API Design Principles We Keep Coming Back To
After designing and consuming dozens of APIs across different stacks, these are the principles that consistently produce APIs that developers enjoy using.
Good API design is one of those skills that’s difficult to teach but immediately recognizable in practice. A well-designed API is predictable, forggiving, and self-documenting. A poorly designed one creates friction in every integration. Here are the principles we return to.
Resources, Not Actions
REST APIs should be centered on resources — nouns — not remote procedure calls. The HTTP method provides the action.
✓ POST /reservations (create a reservation)
✓ GET /reservations/:id (get one reservation)
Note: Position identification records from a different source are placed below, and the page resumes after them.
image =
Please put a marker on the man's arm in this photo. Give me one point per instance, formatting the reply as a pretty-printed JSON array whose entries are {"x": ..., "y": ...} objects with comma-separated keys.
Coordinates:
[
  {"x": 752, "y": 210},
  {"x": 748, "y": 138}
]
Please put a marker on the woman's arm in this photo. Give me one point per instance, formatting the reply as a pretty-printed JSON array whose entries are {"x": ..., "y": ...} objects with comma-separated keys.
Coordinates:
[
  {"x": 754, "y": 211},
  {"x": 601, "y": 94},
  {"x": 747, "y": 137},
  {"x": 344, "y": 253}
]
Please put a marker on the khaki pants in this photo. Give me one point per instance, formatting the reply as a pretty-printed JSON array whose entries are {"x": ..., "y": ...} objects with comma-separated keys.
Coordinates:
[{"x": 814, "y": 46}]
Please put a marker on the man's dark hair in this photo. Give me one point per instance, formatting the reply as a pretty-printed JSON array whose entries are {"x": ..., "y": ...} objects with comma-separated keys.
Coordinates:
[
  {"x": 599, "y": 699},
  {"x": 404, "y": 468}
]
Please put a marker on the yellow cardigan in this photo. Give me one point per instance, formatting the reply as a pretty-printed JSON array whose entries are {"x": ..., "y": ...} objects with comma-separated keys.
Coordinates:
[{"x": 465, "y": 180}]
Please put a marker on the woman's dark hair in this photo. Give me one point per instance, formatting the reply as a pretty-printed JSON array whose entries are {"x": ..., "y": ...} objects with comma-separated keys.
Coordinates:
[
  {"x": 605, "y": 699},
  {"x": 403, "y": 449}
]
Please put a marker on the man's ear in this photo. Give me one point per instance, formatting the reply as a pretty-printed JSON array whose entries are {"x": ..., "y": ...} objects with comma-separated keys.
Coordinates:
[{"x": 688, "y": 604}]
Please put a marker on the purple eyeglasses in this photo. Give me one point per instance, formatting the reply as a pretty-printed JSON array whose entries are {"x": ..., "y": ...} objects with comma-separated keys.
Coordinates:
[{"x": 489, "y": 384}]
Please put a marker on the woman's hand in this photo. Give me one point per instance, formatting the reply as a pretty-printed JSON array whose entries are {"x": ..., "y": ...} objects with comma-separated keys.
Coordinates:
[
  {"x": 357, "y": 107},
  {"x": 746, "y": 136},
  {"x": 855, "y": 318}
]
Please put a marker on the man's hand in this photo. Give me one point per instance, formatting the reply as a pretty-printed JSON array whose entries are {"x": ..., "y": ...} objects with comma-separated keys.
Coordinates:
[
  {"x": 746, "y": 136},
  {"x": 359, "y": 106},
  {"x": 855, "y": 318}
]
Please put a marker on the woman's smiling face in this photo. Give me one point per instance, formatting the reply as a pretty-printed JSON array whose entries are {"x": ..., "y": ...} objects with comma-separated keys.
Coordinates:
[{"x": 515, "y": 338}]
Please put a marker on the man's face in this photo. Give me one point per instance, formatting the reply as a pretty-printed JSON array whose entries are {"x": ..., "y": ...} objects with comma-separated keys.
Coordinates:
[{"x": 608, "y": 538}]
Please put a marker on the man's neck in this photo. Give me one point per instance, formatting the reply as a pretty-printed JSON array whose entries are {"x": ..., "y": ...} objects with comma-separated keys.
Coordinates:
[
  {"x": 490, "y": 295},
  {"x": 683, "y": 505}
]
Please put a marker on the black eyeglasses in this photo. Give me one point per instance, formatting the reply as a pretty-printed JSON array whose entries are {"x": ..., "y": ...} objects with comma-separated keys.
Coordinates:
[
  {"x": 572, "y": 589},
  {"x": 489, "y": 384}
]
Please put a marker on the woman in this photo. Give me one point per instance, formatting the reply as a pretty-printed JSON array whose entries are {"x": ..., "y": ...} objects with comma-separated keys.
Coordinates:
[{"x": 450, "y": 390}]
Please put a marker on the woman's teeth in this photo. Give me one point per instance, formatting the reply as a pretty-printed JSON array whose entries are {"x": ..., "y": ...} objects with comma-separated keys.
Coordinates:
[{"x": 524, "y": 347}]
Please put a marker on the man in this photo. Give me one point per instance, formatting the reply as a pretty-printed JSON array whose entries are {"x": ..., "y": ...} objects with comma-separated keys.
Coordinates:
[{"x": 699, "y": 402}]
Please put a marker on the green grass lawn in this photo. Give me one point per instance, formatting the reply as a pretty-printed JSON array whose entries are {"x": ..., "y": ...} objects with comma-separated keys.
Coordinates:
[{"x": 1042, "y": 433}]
✓ PUT /reservations/:id (update a reservation)
✗ POST /createReservation
✗ POST /getReservationById
✗ POST /updateReservation
When an operation doesn’t map cleanly to CRUD on a single resource, a sub-resource or a transition endpoint is usually the right answer: POST /reservations/:id/cancel is acceptable because cancellation is a transition, not just an update.
Versioning From Day One
APIs are contracts. Once external consumers depend on your API, breaking changes are breaking promises. Version from the first route:
/v1/reservations
/v2/reservations
Even if you’re the only consumer today, building the versioning habit now prevents painful retrofits later. Add the version prefix before your first external integration, not after.
Consistent Error Shapes
Error responses are part of your API design. Clients need to be able to programmatically distinguish error types without parsing error message strings.
{
"error": {
"code": "VALIDATION_FAILED",
"message": "The request contains invalid fields",
"details": [
{ "field": "email", "message": "Must be a valid email address" },
{ "field": "startDate", "message": "Cannot be in the past" }
]
}
}
A machine-readable code field. A human-readable message. An array of field-level errors for validation failures. This shape handles every error type without requiring clients to parse free-form strings.
Pagination on Every List Endpoint
A list endpoint without pagination is a time bomb. The collection will grow. The response will eventually be too large to serve or too slow to render. Build pagination into every list endpoint from the start.
Cursor-based pagination scales better than offset pagination for large datasets, but offset (page, per_page) is simpler to implement and sufficient for most use cases.
Always return pagination metadata: total count, current page, and whether a next page exists. Clients shouldn’t have to infer these.
Idempotency for Mutations
POST requests are not idempotent by default — submitting the same request twice creates two resources. For operations where duplicate creation is harmful (payments, orders, reservations), support idempotency keys:
POST /charges
Idempotency-Key: a1b2c3d4-...
If you receive the same key twice, return the result of the first request rather than executing again. Store keys with a TTL (24 hours is common).
Hypermedia is Aspirational, Not Required
HATEOAS (Hypermedia as the Engine of Application State) is often cited as a REST requirement. In practice, most productive APIs are REST-ish — they use HTTP semantics correctly but don’t include links to related actions in every response.
Don’t let the perfect be the enemy of the usable. A consistent, predictable API without full hypermedia is dramatically more valuable than an inconsistent one that includes _links.
Good API design is ultimately about empathy for the developer who will consume your API at 11 PM trying to ship a feature before a deadline. Design for them.